A paragraph isn't an essay. Even though essay writing isn't a crucial skill for programmers, clear and effective English writing often is, especially when you need to explain technical issues to non-technical people. Besides, good writing ability is often a pretty good indicator of general, well-rounded intelligence.


man, i'm not arguing about the importance of the essay writing skills (this is my weak one, and i know how important it is). My point is about when in the process you make candidates hopping through the hoops and the height and the number of the hoops. I don't have enough time to jump through all the hoops of all the employers that early in the process. It is like in marketing process - awareness, consideration, preference, action, loyalty - insisting and expecting action (buy) immediately at or instead of awareness.

Anyway, the process of filling a job vacancy is about mutual fit.
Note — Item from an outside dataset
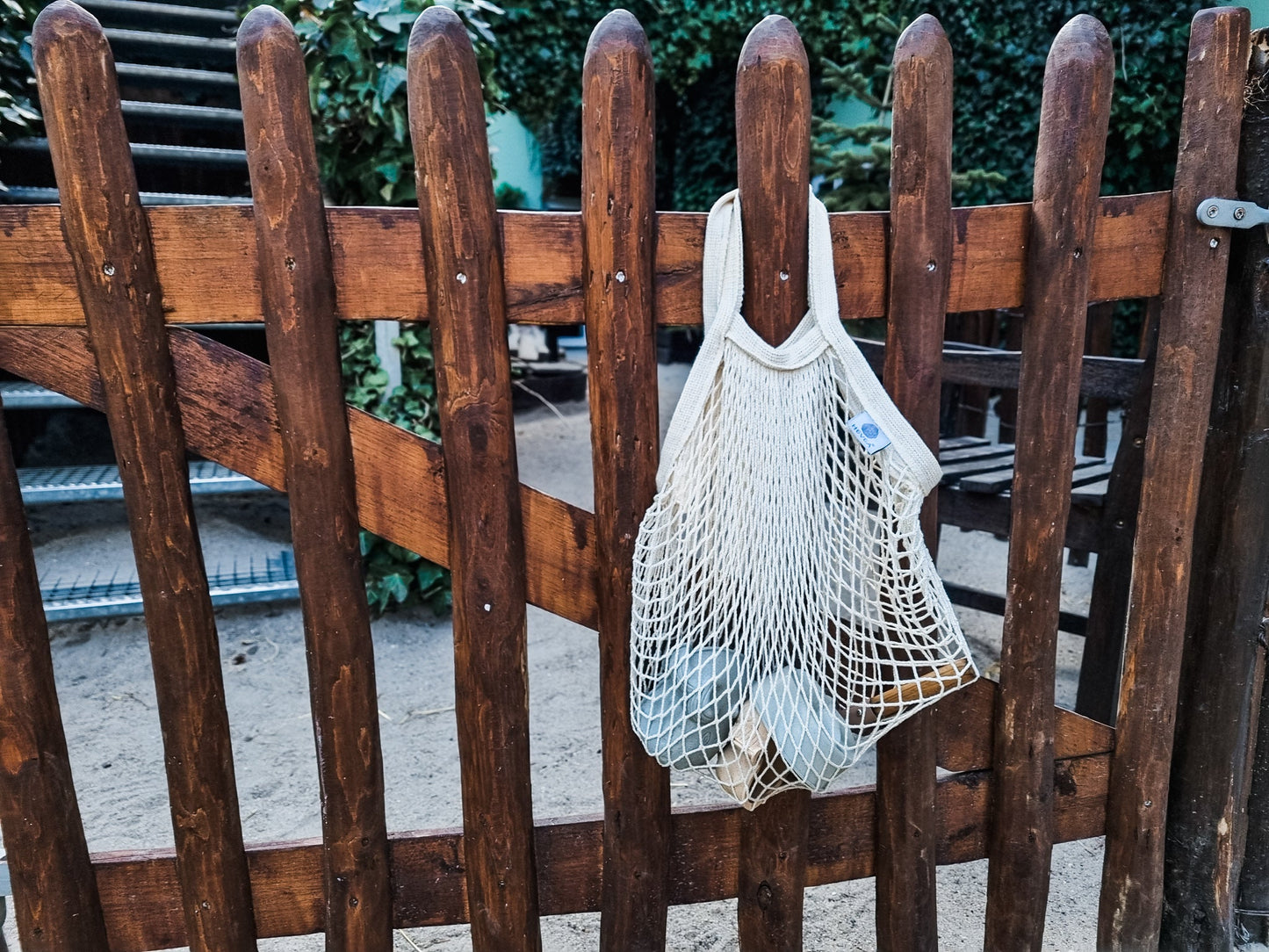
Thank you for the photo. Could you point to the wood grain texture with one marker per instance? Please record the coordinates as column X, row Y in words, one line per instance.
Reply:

Somebody, who'd like the process would obviously be a better fit to that company culture than me, so the filter does work.


Yeah, it sounds like they don't care about that, which is lame. And honestly, asking for a paragraph after you've talked with somebody seems weird.

In my case, it's basically a Turing test. I ask for it along with the resume link. It's just to weed out the obvious dolts. (Who, as somebody else mentioned, are unfortunately 90% of the applicants.) The questions I use are here: http://needfeed.com/about/jobs

I'm pretty sure that anybody would want to hire could toss off an answer to one of those in 5 minutes. Which, given that I'm going to spend 10 or 15 minutes reading their resume, their blog, and (hopefully) their open-source code, seems like a fair trade.